Swift, the second-most-loved programming language by Stack Overflow's estimation, has showed up on IBM's BlueMix cloud platform, dressed for general availability.

She began performing as a runtime on BlueMix in February, when IBM provided a way to load a Swift binary into Linux containers, to build it as an application, and to serve it to the adoring world.

Further progress was made at Apple's Worldwide Developers Conference in June, with the release of Kitura, a Swift web application framework, and assorted packages to handle sockets, security, networking, storage, and the like.

Supported by Kitura, which last week hit 1.0, and other web application frameworks like Perfect, Swift Express, Tailor, Vapor, and Zewo, Swift has become viable as a way to write server-based applications.

Swift 3.0, released earlier this month, advances that cause with an official Swift Package Manager, which simplifies the integration and maintenance of the various libraries and whatnot that developers invariably end up adding to their applications.

Patrick Bohrer, distinguished engineer at IBM's Mobile Innovation Lab, suggests Swift is fun for developers because it offers the simplicity of a scripting language with the type of safety and performance of a compiled language.

Certainly it's more fun than the sort of workforce reduction that has made IBM's moniker "Big Blue" into an emotional directive for redundant employees.

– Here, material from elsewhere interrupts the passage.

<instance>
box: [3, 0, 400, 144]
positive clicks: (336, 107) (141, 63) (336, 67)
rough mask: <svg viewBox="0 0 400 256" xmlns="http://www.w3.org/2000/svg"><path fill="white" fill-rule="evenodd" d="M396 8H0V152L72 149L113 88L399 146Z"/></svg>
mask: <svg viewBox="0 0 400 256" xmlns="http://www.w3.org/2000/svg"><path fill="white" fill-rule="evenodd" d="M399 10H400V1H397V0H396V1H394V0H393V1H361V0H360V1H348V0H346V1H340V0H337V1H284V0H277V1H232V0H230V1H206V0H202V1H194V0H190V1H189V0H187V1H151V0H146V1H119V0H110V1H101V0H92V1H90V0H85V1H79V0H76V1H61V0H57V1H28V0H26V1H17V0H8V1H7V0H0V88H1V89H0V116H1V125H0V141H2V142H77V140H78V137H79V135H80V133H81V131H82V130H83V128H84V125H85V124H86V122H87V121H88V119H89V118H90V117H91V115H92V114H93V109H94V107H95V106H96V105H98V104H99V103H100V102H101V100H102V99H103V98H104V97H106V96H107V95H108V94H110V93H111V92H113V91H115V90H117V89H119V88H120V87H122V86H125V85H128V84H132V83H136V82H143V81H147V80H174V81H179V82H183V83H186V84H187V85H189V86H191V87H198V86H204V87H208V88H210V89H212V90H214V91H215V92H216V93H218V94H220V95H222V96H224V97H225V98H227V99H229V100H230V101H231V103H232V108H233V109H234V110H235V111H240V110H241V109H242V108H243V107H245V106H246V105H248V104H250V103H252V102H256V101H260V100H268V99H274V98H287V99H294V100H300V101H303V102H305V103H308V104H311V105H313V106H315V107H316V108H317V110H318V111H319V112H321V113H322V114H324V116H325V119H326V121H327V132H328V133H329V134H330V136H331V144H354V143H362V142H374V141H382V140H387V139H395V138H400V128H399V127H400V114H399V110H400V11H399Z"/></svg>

And it's more fun than quirky JavaScript or excessively verbose Objective-C. But Swift's effect might be better described as less aggravating than pleasurable.

Bohrer told The Register, "It's just generally a breath of fresh air to code in."

There are not a lot of companies that have inhaled to date, which Bohrer attributes to the fact that proper Linux support only arrived with the version 3.0 release.

"This is now a version of the language, a web framework, and a runtime that we can stand behind," said Bohrer. "This is really the starting line."

IBM's affinity for Swift dates back to its 2014 partnership with Apple, through which IBM took on the creation of enterprise mobile apps for Apple's iOS, and to Apple's decision to open source Swift last year. By making Swift capable of server applications, IBM ensures that its organization has the technical skills to help other companies create, deploy, and manage Swift-based apps, ideally in conjunction with its cloud services.

Bohrer suggested Swift could be appealing to organizations because Swift applications can be written with lower memory requirements than similar applications written in other languages.

"You have the ability to pack more runtimes on a given server," said Bohrer, noting that IBM had compared Swift to JVM languages and scripting languages.

There may be heartbreak ahead for Swift, however. Apple's Chris Lattner in May said that application binary interface (ABI) stability isn't in the cards until Swift 4.0 at the earliest. Swift 3.0 should bring source and API stability, but binary incompatibilities could still arise with the next iteration of the language, requiring apps to be rebuilt. What fun. ®

PS: That's Apple's Swift, by the way, not the original Swift that was trampled over by the iGiant.